What is a repository?
"What goes into a repository is currently less an issue of technological or software ability, and more a policy decision made by each institution or administrator."
A digital repository is a means of managing, storing and providing access to digital content. Repositories can take many forms, and all sorts of websites and databases could be considered to be repositories. For the purposes of this infoKit, we will primarily be looking at institutional repositories.
Putting digital content into an institutional repository enables institutions to manage and preserve it, and therefore derive maximum value from it. A repository can support research, teaching, learning, and administrative processes. Although many institutional repositories are primarily established for the benefit of the organisation and its users, there is an increasing movement towards 'open access' to the wider community, sometimes in a global sense. The JISC/HE Academy UKOER (Open Educational Resources) Pilot Programme included several projects that utilised institutional repositories to make their learning and teaching materials openly available. Issues around this are discussed in the OER infokit which also includes links to the outputs of these projects.
Digital repositories may include a wide range of content for a variety of purposes and users. What goes into a repository is currently less an issue of technological or software ability, and more a policy decision made by each institution or administrator. Institutional repositories are often referred to in strategy and policy documents as they can support key institutional aims and objectives. Typically content can include research outputs such as journal articles or research data, e-theses, learning and teaching materials, and administrative data. Some repositories only store particular items (such as theses or journal papers), whilst others seek to gather any credible scholarly work produced by the institution; limited only by each author's retained rights from publishers.
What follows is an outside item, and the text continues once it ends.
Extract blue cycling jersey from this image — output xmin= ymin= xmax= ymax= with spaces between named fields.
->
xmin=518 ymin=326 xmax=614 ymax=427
However, some more complex objects such as websites, content-packaged learning objects, 3D topographical representations and other data sets may present technological and management challenges.
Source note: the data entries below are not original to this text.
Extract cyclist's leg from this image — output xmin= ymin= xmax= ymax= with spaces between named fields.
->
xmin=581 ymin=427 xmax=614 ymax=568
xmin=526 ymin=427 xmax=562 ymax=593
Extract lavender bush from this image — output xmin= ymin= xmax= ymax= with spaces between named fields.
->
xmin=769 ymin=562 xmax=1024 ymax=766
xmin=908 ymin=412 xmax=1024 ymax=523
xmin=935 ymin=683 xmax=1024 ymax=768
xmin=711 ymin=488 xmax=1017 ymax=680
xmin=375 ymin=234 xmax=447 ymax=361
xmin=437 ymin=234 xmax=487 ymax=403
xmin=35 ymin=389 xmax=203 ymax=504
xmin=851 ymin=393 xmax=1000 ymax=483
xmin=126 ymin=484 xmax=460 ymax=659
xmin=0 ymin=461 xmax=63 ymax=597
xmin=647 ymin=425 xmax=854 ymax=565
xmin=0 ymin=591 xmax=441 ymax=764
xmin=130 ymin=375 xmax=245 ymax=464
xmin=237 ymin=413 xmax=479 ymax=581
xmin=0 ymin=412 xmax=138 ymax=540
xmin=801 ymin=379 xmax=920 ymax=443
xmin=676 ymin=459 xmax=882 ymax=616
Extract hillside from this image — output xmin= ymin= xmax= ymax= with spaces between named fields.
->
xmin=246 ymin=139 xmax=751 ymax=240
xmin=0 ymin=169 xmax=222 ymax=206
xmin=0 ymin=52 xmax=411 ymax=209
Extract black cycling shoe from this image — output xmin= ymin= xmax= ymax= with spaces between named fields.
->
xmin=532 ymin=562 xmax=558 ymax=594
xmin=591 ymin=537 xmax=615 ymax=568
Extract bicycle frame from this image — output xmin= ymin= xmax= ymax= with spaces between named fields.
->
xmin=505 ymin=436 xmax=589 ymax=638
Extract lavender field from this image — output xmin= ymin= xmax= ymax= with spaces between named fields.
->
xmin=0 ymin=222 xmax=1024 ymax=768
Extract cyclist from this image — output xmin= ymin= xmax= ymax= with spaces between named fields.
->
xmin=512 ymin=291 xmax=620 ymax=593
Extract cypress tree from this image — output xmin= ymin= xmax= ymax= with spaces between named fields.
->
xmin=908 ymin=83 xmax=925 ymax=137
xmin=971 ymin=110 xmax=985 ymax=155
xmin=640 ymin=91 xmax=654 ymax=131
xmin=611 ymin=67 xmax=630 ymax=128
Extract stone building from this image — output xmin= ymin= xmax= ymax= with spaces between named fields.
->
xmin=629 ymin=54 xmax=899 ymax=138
One of the advantages of a repository is that each piece of content can be described in some detail via the input of associated 'metadata'. This acts much like a catalogue record in a library management system and allows searching across items within the repository. If the repository has implemented an appropriate metadata exposure method (such as Open Archives Initiative Protocol for Metadata Harvesting and/or RSS) the metadata can then be harvested by external services and exposed to the wider world. Repositories use open standards to ensure that the content they contain can be searched and retrieved for later use. The use of these agreed international standards allows mechanisms to be set up which import, export, identify, store and retrieve the digital content within the repository.